Figure 18-5: A prevalent Y-chromosome haplotype among Asian men may trace back to Genghis Khan
Figure 18-5: (a) Haplotype network for the Y chromosomes of Asian men showing the predominance of the star-cluster haplotype thought to trace back to Genghis Khan. The area of the circle is proportional to the number of individuals with the specific haplotype that the circle represents. (b) Geographical distribution of the star-cluster haplotype. Populations are shown as circles with an area proportional to sample size; the proportion of individuals in the sample carrying star-cluster chromosomes is indicated by green sectors. No star-cluster chromosomes were found in populations having no green sector in the circle. The shaded area represents the extent of Genghis Khan’s empire.
[Data from T. Zerjal et al., Am. J. Hum.
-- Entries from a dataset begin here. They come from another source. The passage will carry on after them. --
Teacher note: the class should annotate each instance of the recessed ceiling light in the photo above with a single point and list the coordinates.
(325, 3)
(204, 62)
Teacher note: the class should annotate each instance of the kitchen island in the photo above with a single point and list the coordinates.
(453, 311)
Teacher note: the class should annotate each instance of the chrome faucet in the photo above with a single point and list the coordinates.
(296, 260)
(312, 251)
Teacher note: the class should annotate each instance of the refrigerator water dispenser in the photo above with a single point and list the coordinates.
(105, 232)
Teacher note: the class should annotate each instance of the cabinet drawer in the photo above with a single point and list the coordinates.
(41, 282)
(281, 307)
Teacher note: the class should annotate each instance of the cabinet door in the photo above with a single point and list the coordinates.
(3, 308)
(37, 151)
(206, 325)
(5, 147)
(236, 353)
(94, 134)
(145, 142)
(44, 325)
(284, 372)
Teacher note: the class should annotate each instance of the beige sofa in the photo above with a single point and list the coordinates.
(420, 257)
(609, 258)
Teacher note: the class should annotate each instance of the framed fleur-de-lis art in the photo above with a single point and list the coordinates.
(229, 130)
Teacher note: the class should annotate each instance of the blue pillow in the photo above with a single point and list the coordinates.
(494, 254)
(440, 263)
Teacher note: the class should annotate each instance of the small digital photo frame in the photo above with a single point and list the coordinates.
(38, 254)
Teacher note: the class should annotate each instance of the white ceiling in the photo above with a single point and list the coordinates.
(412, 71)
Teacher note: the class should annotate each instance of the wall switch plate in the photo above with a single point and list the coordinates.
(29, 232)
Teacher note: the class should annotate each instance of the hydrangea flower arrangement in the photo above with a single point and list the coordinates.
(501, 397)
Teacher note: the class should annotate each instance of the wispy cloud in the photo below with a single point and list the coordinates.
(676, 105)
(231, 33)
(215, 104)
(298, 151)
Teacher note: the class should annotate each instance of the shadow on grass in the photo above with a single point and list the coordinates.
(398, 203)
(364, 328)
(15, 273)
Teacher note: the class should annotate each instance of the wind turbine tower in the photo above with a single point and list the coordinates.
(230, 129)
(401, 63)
Genet. 72, 2003, 717-721.]

670

Other sources and forms of variation

Beyond SNP and microsatellites, any variation in the DNA sequence of the chromosomes in a population is amenable to population genetic analysis. Variations that can be analyzed include inversions, translocations, deletions or duplications, and the presence or absence of a transposable element at a particular locus in the genome. Another common form of variation is insertion-deletion polymorphism, or indel for short (see Chapter 16). This type of polymorphism involves the presence or absence of one or more nucleotides at a locus in one allele relative to another. In Figure 18-1, chromosome segments 5 and 6 differ from the other five segments by a 3-bp indel. Unlike microsatellites, indels do not contain repeat motifs such as AGAGAGAG.

Thus far, our discussion of SNP and microsatellites has focused on the nuclear genome. However, interesting genetic variation can also be found in the mitochondrial (mtDNA) and chloroplast (cpDNA) genomes of eukaryotes. Both SNP and microsatellites are found in these organelle genomes. Since mtDNA and cpDNA are usually maternally inherited, their analysis can be used to follow the history of female lineages. In 1987, a prominent study of the human mitochondrial lineage traced the history of the human mtDNA haplotypes and determined that the mitochondrial genomes of all modern humans trace back to a single woman who lived in Africa about 150,000 years ago (Figure 18-6). She was dubbed the “mitochondrial Eve” in the popular press. This study of mtDNA was the first thorough genetic analysis to suggest that all modern humans came from Africa.

Figure 18-6: Mitochondrial haplotypes can be used to trace human origins to Africa
Figure 18-6: The haplotype network for human mtDNA haplotype groups drawn onto a world map. The ancestral L haplotype group appears in Africa, and the derived groups (A, B, and so on) are dispersed throughout the world.
[Data from www.mitomap.org]

671

The HapMap Project

A major advance in human population genetics over the past decade was the creation of a genome-wide haplotype map, or HapMap. A consortium of scientists around the world genotyped thousands of people representing the diversity of our species for hundreds of thousands of SNPs and microsatellites. The result is a highly detailed picture of variation in our species. The data are available to the public at several Web sites, including that of the International HapMap Project (www.hapmap.org) and the Human Genome Diversity Project (hgdp.uchicago.edu). In this chapter, we will use these data to present the principles of population genetics. Although first developed for humans, HapMaps have since been developed for several other species, including Drosophila, mouse, Arabidopsis, rice, and maize.

672

KEY CONCEPT

Genomes are replete with diverse types of variation suitable for population genetic analysis. SNPs and microsatellites are the two most commonly studied types of polymorphism in population genetics. High-throughput technologies allow hundreds of thousands of polymorphisms to be scored in tens of thousands of individuals.